Eurobonds, la RDC très crédible sur le marché ?
Le pays a accompli un pas de plus en accédant aux marchés internationaux des capitaux. C’est un moyen pour la RDC de diversifier ses sources de financements. Plusieurs facteurs ont joué pour la réussite de cette opération. Coordonnée notamment par la Rawbank au niveau de la région, cette opération d’eurobonds est la conséquence d’une discipline budgétaire observée ces derniers temps au pays.
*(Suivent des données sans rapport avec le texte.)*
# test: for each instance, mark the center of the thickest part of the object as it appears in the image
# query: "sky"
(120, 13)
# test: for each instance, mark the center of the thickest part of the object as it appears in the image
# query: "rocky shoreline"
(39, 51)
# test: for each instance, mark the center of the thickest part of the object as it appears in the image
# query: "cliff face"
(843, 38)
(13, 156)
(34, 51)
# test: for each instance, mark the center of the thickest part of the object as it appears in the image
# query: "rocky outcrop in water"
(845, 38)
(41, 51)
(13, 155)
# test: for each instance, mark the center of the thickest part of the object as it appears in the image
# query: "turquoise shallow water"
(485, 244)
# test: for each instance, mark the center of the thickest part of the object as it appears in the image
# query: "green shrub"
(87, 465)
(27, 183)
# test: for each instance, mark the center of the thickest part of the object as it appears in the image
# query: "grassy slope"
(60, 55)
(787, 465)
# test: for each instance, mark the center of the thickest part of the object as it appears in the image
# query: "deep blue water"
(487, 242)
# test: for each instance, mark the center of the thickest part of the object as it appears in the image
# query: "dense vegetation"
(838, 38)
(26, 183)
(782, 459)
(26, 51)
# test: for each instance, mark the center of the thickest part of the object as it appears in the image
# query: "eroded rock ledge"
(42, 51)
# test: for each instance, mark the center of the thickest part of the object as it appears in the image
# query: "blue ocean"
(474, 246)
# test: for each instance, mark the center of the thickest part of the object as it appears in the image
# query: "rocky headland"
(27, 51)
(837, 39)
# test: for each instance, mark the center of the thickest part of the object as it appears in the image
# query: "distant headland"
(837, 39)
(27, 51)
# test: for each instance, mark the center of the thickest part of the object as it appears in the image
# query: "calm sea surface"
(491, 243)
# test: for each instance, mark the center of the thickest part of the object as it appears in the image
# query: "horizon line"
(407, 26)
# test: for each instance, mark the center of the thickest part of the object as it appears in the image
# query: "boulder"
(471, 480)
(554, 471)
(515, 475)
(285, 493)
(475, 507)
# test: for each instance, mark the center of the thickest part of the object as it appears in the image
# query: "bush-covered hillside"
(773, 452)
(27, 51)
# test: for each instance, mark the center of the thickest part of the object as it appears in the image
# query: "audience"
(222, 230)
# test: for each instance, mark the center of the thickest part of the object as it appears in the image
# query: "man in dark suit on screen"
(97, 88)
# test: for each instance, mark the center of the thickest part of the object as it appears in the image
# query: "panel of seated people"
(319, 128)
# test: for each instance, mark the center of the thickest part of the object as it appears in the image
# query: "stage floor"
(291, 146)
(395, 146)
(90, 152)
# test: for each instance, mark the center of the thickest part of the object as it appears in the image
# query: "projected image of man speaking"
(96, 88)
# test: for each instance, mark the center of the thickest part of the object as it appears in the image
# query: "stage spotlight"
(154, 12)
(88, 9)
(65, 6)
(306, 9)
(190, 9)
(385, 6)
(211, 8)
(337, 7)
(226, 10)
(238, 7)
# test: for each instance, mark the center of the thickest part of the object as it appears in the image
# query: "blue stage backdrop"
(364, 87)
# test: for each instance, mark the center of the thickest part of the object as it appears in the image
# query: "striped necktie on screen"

Le faible niveau d’endettement public de la RDC a aussi pesé en faveur de Kinshasa dans les calculs des investisseurs. Kinshasa n’avait soumis que des demandes pour 1,25 milliard de dollars, mais a reçu des soumissions frôlant les 5 milliards de dollars. Le ministre des Finances justifie le refus du fonds supplémentaire par le fait que le gouvernement n’avait en main que des projets avec étude de faisabilité coutant le 1,25 milliard de dollars sollicité. « Nous ne pouvions pas accepter toutes ces soumissions. Nous n’avions que des projets avec des études de faisabilité pour le montant sollicité », a fait savoir le ministre des Finances qui s’est réjoui non pas du milliard reçu mais de la « crédibilité certifiée » que le pays a gagné dans ce processus. Doudou Fwamba célèbre donc la « reconnaissance des efforts » du président Félix Tshisekedi et l’entrée « très réussie » de la RDC dans la finance internationale.
Pour réussir cette opération, la Rawbank, première banque de la RDC, a agi aux côtés des leaders mondiaux tels que Citigroup et Standard Chartered Bank comme arrangeurs et coordinateurs des souscriptions au niveau global. « Nous sommes fiers d’avoir accompagné cette opération, qui ouvre la voie à de nouveaux financements internationaux, y compris pour les émetteurs non souverains », a déclaré Mustafa Rawji, directeur général de la Rawbank. Avec cet emprunt, le taux d’endettement du pays passe de 18,1 % à 19,5 % du PIB, un niveau toujours inférieur à celui de pays comme la Namibie, l’Angola ou le Kenya. Kinshasa prévoit de constituer des provisions annuelles pour son remboursement.
Si les 1,25 milliard de dollars d’eurobonds offrent à la République démocratique du Congo une opportunité d’accélérer son développement, leur réussite dépendra de la capacité du gouvernement à conjuguer discipline budgétaire, transparence et efficacité dans l’exécution des projets, sous le regard attentif des partenaires comme le Fonds monétaire international et la Banque mondiale.